Wir standen uns gegenüber und er schüttelte den Kopf.
„Thyra ist tot! So wie wir es später alle sein werden! Barnabas macht keine Ausnahme! Er ist gnadenlos! So wie seine Klinge! Es macht keinen Sinn mehr!", er jammerte fast wie ein kleines Kind.
Ich betrachtete ihn. Er war völlig in seiner Angst gefangen. Kein Wunder also, dass er nichts wirklich wahrnehmen wollte, was ich ihm sagte. Das war nicht gut. In dieser Panik war ihm alles zuzutrauen. Es musste etwas getan werden, und zwar schnell. Ich dachte fieberhaft nach und kam dabei leider nur zu einem einzigen Schluss.

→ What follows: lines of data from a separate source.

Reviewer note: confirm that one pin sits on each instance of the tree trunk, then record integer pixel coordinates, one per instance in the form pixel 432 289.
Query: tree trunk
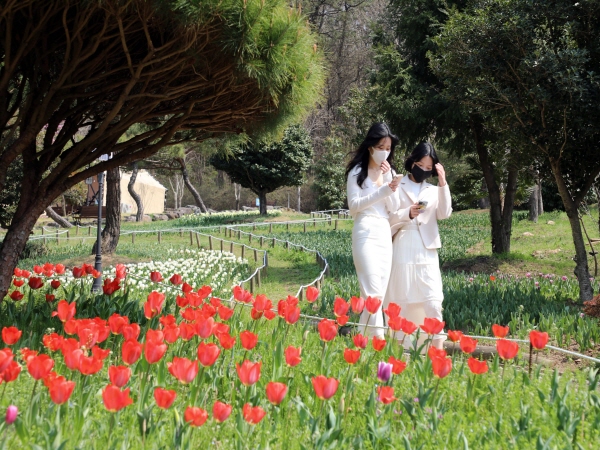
pixel 58 219
pixel 112 227
pixel 500 216
pixel 191 188
pixel 262 198
pixel 534 203
pixel 134 195
pixel 581 271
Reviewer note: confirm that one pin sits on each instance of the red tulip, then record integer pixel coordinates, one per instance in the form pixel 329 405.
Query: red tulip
pixel 156 277
pixel 110 287
pixel 40 366
pixel 164 397
pixel 372 304
pixel 292 356
pixel 131 331
pixel 131 351
pixel 436 353
pixel 225 313
pixel 88 365
pixel 454 336
pixel 378 344
pixel 499 331
pixel 385 394
pixel 276 392
pixel 253 415
pixel 6 357
pixel 393 310
pixel 64 310
pixel 476 366
pixel 340 307
pixel 358 304
pixel 248 372
pixel 432 326
pixel 119 375
pixel 221 411
pixel 176 279
pixel 351 356
pixel 360 341
pixel 327 330
pixel 324 387
pixel 441 366
pixel 408 327
pixel 311 294
pixel 115 399
pixel 35 282
pixel 468 345
pixel 398 365
pixel 11 373
pixel 60 390
pixel 53 341
pixel 248 339
pixel 507 349
pixel 11 335
pixel 183 369
pixel 154 350
pixel 208 354
pixel 16 296
pixel 537 339
pixel 195 416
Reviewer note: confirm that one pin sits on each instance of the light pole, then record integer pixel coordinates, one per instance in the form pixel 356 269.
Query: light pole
pixel 97 285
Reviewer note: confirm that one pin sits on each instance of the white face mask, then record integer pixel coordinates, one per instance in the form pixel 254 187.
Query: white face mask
pixel 379 156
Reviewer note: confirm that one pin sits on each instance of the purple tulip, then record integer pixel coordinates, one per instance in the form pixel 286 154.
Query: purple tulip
pixel 11 414
pixel 384 371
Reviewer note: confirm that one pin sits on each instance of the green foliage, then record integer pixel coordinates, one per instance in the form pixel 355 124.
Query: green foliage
pixel 265 166
pixel 330 182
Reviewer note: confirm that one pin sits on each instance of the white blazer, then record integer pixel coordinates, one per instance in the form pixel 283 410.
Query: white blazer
pixel 439 206
pixel 371 199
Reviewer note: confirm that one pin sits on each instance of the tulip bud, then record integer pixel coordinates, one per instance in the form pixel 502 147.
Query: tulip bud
pixel 11 414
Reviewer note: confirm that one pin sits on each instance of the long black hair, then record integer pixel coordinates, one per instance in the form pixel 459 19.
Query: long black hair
pixel 377 132
pixel 421 151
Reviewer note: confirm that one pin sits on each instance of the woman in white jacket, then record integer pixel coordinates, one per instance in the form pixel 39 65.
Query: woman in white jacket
pixel 370 186
pixel 415 280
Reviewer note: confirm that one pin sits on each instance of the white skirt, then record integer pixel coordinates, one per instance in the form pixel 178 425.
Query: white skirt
pixel 372 255
pixel 415 276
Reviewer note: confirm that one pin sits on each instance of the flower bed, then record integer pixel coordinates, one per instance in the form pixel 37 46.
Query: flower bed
pixel 195 370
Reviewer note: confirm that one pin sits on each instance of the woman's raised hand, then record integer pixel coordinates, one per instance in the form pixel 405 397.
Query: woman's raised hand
pixel 441 174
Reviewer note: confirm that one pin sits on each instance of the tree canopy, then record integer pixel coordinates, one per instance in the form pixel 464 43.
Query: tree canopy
pixel 268 165
pixel 75 76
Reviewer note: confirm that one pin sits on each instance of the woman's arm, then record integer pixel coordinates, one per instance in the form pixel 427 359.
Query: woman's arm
pixel 357 201
pixel 444 208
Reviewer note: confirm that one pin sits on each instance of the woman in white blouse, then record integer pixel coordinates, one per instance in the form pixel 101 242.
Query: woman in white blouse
pixel 415 280
pixel 370 187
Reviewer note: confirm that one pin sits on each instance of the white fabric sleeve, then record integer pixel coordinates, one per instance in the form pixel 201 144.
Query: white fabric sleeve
pixel 444 208
pixel 358 202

Es reichte langsam. Anders würde der niemals zuhören. Auch wenn ich damit meinem inneren Ich nachgab, so konnte es nur das sein, was den Phönix-Krieger im Augenblick wecken konnte.
Ich ballte meine Hand zur Faust und schlug ihm mit voller Wucht ins Gesicht. Er stolperte zurück und krachte dabei zu Boden. Fassungslos sah er zu mir hoch und hielt sich dabei die verwundete Wange.
„Wach endlich auf, Joshua, und komm wieder zu klarem Verstand! Thyra würde nicht wollen, dass du dich so hängen lässt und dein Bruder ganz sicher auch nicht!", brüllte ich ihn an.
Dann holte ich mehrmals tief Luft, um mein rasendes Herz zu beruhigen und der Dunkelheit in mir keine Chance zu geben.
„Du kämpfst hier nicht allein. Bitte denke daran", versuchte ich ihm dann etwas ruhiger klarzumachen und hoffte, dass er sich damit endlich fangen würde.